Regional and community banks don’t have to sit through that storyline. They have a unique window of opportunity right now to build fintech partnerships. The fintech market is having a pause, while venture capital temporarily declines and valuations reboot to reflect more conservative expectations.
Fintech on hiatus
After multiple years of almost exponential growth, fintech investment fell sharply over the second half of 2015. Globally, venture capital-backed fintech companies received $4.9 billion in funding in the second quarter of last year, a study by KPMG and CB Insights found. That total fell to $4.7 billion in the third quarter of 2015, and then dive-bombed to $1.7 billion in the fourth.
This drop-off had little to do with trends in the fintech market. Rather it was the result of economic uncertainty driving investors to tighten purse strings across every segment of the venture capital market. Total global venture capital funding across all sectors slipped from $39 billion in the third quarter of last year to $27.7 billion in the fourth quarter, according to additional research by the KPMB and CB Insights.

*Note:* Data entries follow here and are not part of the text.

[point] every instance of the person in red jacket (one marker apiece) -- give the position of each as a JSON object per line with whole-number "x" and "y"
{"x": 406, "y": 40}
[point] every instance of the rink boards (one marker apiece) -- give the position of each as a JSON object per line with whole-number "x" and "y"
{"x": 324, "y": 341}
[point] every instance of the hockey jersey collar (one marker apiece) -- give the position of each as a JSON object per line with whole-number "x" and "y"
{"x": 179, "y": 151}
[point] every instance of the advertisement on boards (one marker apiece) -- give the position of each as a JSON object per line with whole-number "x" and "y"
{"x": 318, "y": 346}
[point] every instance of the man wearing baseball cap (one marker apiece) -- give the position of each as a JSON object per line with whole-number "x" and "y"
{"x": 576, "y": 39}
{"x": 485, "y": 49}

Initial public offerings have also fallen off a cliff: The first three months of 2016 saw only eight IPOs in the U.S. across all sectors, compared to 34 during the same period in 2015, according to Renaissance Capital, which manages IPO-focused investment funds.

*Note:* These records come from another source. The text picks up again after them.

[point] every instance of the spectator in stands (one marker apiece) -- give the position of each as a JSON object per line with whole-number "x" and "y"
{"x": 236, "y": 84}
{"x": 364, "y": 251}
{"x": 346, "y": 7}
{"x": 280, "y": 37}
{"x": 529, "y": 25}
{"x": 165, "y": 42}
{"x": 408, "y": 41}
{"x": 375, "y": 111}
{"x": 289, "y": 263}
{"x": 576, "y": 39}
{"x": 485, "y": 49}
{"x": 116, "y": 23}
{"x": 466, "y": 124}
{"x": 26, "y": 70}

This lull in the fintech market won’t last forever.
The opportunity for disruption in financial services is simply too large for venture capital investors to turn their back on it for long.
Fintech companies now operate in almost every sector of financial services including payments, retail banking, capital markets, commercial lending, and insurance.

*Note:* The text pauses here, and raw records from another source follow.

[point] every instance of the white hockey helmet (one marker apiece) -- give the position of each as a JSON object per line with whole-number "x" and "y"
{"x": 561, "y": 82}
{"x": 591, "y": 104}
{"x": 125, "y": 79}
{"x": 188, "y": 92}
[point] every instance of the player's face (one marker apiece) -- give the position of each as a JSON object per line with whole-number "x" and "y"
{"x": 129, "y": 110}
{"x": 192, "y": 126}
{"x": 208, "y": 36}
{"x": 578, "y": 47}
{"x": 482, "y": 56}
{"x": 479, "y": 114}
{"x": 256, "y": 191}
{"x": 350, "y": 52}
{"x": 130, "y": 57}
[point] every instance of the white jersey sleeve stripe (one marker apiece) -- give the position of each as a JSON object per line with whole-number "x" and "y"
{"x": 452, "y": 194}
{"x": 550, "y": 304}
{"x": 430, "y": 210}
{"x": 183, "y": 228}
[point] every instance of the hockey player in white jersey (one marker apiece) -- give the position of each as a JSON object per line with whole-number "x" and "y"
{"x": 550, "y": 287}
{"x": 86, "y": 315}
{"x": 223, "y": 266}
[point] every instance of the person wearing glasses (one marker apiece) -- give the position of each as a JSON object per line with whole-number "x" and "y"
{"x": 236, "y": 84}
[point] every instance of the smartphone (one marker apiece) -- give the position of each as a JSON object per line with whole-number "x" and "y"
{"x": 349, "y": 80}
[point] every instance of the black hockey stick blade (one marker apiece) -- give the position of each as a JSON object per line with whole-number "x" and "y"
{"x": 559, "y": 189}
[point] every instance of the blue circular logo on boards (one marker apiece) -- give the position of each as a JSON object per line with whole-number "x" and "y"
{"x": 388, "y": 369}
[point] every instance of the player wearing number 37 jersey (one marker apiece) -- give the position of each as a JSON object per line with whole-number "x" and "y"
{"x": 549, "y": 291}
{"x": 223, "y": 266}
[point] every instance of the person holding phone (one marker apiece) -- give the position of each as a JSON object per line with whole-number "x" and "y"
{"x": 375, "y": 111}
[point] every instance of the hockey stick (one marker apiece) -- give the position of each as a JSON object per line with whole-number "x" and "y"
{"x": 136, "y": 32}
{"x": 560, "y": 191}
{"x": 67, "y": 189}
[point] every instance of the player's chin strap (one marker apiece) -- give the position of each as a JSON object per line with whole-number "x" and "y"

Each of these areas represents an opportunity for disruption worth potentially trillions of dollars to companies that can upend incumbents and their business models. But for as long as this respite lasts, fintech companies need to look for new avenues of growth.
That means banks have a window of opportunity to expand their fintech outreach and partnerships.
This opportunity has not been lost on nonbank players. Amazon, for one, is taking advantage of this interlude to build new bridges with the fintech community. Regional and community banks should also use this opportunity to collaborate with fintech companies.
How do you do it with shallow pockets?
These smaller banks might not have the cash that large banks and tech giants have to invest in fintech startups, but that doesn’t shut them out from the fintech sector. There are still less cash-intensive entryways into the fintech sector.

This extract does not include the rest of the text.